Si vous avez la chance d’avoir un jardin, inspirez-vous de ce guide pour commencer vos semis à l’intérieur ! En Provence, à moins d’être au bord de mer, il peut geler jusqu’à la mi-mai, ce que les anciens appelaient les Saints de Glace (cette année c’est du 11 au 13 mai 2020). Il est donc plus prudent de commencer le potager à l’abri chez vous, et c’est plus économique que d’acheter vos plants en pépinière…
EVALUER VOS CONDITIONS
Tout d’abord il vous faut un espace pour vos futurs plants, où est-ce que vous comptez les cultiver ? Avez-vous un balcon, une terrasse, un rebord de fenêtre ? Si c’est à l’intérieur, un endroit plus lumineux ?
Sachez qu’il y a un rapport chaleur/lumière à respecter, si une plante à chaud mais n’a pas de lumière elle va s’étirer très haut dans l’espoir de trouver un rayon… et ce n’est pas l’idéal… Si vous n’avez pas d’endroit ensoleillé faites en sorte que la plante n’ait pas trop chaud, en la mettant près de la fenêtre par exemple où il y a le plus de déperdition de chaleur.

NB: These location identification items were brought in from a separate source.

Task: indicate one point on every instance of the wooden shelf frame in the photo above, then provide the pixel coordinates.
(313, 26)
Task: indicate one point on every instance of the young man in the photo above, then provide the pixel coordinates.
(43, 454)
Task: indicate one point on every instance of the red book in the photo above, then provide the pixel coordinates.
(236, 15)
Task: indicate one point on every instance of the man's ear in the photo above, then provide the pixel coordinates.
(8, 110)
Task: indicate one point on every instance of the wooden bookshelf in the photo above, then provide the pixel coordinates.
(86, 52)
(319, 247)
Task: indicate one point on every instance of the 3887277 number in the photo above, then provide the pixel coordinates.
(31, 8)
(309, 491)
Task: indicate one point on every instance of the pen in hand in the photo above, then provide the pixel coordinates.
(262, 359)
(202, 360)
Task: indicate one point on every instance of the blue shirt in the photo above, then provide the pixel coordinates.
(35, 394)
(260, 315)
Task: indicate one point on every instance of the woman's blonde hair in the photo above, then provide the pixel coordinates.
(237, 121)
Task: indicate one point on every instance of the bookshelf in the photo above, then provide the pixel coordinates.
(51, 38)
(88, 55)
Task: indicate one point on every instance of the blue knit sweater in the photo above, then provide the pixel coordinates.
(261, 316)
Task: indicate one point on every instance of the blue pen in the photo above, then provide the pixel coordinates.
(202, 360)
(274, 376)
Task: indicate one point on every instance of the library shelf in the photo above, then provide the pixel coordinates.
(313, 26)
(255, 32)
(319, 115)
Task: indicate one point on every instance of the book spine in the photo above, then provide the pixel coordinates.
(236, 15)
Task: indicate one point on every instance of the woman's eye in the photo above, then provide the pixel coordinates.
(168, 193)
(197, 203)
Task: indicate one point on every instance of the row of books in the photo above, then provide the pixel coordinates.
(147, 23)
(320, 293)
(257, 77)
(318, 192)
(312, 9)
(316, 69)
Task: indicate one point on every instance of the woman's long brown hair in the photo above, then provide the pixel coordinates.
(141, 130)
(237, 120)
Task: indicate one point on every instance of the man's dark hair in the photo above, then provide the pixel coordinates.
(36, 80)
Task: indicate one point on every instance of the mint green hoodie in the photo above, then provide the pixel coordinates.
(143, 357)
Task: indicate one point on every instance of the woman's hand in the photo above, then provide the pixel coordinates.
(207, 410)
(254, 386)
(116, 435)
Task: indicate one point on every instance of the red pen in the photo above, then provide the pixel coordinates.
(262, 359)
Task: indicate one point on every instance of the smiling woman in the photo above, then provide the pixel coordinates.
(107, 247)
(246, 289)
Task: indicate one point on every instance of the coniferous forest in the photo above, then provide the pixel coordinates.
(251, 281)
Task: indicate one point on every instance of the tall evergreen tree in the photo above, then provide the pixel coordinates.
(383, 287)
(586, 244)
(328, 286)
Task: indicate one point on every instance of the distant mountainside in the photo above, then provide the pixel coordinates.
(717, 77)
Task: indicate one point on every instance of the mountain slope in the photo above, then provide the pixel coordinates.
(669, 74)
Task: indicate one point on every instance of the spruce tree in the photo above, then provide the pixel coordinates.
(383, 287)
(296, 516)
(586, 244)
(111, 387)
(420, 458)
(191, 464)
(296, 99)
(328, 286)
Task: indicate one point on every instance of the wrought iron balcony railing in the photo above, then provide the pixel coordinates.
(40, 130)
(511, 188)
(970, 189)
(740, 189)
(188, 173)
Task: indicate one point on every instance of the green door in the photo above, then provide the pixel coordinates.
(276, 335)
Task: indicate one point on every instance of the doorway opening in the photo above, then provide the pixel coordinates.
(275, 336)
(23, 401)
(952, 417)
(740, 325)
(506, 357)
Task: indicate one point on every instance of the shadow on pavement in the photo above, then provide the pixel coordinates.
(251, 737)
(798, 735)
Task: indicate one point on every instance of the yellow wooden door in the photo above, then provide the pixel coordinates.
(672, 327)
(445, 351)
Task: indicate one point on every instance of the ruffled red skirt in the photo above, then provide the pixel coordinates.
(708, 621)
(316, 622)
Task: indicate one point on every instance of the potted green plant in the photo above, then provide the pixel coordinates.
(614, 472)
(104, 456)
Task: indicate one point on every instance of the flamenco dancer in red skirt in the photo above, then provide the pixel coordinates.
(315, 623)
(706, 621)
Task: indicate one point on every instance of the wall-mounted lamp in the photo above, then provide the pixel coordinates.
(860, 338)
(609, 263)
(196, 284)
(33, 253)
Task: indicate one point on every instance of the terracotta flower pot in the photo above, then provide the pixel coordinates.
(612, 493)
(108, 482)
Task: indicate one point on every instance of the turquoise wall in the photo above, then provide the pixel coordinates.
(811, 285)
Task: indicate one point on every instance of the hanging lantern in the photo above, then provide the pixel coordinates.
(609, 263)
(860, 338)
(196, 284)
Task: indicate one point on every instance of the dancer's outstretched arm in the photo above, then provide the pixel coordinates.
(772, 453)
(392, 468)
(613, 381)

Si vous avez un petit extérieur, vous devrez penser que les conditions ne sont pas les mêmes si c’est couvert ou pas. En termes d’ensoleillement bien sûr mais également de pluviométrie : s’il pleut fort cela peut endommager les tous jeunes plants, et vous ne pouvez pas contrôler précisément l’arrosage (vous verrez un peu plus bas en quoi c’est important).
LA BASE
Pour démarrer un potager en intérieur il y a 2 éléments que vous êtes obligés d’avoir :
- un contenant
- de la terre
Vous ne pouvez pas faire sans mais vous allez voir qu’on peut se débrouiller de plusieurs façons.
Tout est un contenant
Vous pouvez faire un contenant avec à peu près tout, à la condition d’avoir une profondeur adaptée à ce que vous voulez planter, que ce soit propre, et que ça résiste à l’eau.
Pensez que des contenants rigides (boite de conserve, bocal en verre…) rendent le « démoulage » plus difficile et ne sont donc pas recommandés pour des semis destinés à être transplantés en pleine terre. Mais si ce que vous semez n’a pas vocation à bouger, c’est une très bonne solution. Faites également attention aux matériaux qui peuvent surchauffer en plein soleil. Vous voudrez peut-être les protéger avec un cache fait en carton par exemple.
Des trous ou pas des trous ?
La plupart des contenants que vous pouvez acheter ont des trous dans le fond. En effet il faut que l’eau d’arrosage puisse être évacuée facilement, sans quoi elle s’accumulerait dans le fond et provoquerait une asphyxie puis un pourrissement des racines. Les godets par exemple, sont adaptés à une utilisation professionnelle avec une irrigation forte.
Dans le cas de contenants recyclés par vos soins, vous pouvez les adapter à votre utilisation. Si vous pouvez contrôler les besoins en eau de vos plantes, et que vous utilisez un vaporisateur léger (ce que je recommande), vous pouvez ne pas faire de trous, c’est plus propre. Mais ça ne marche que pour des contenants qui n’ont pas trop de profondeur. Si vous avez plus de 20 cm de terre il vaut mieux prévoir l’évacuation.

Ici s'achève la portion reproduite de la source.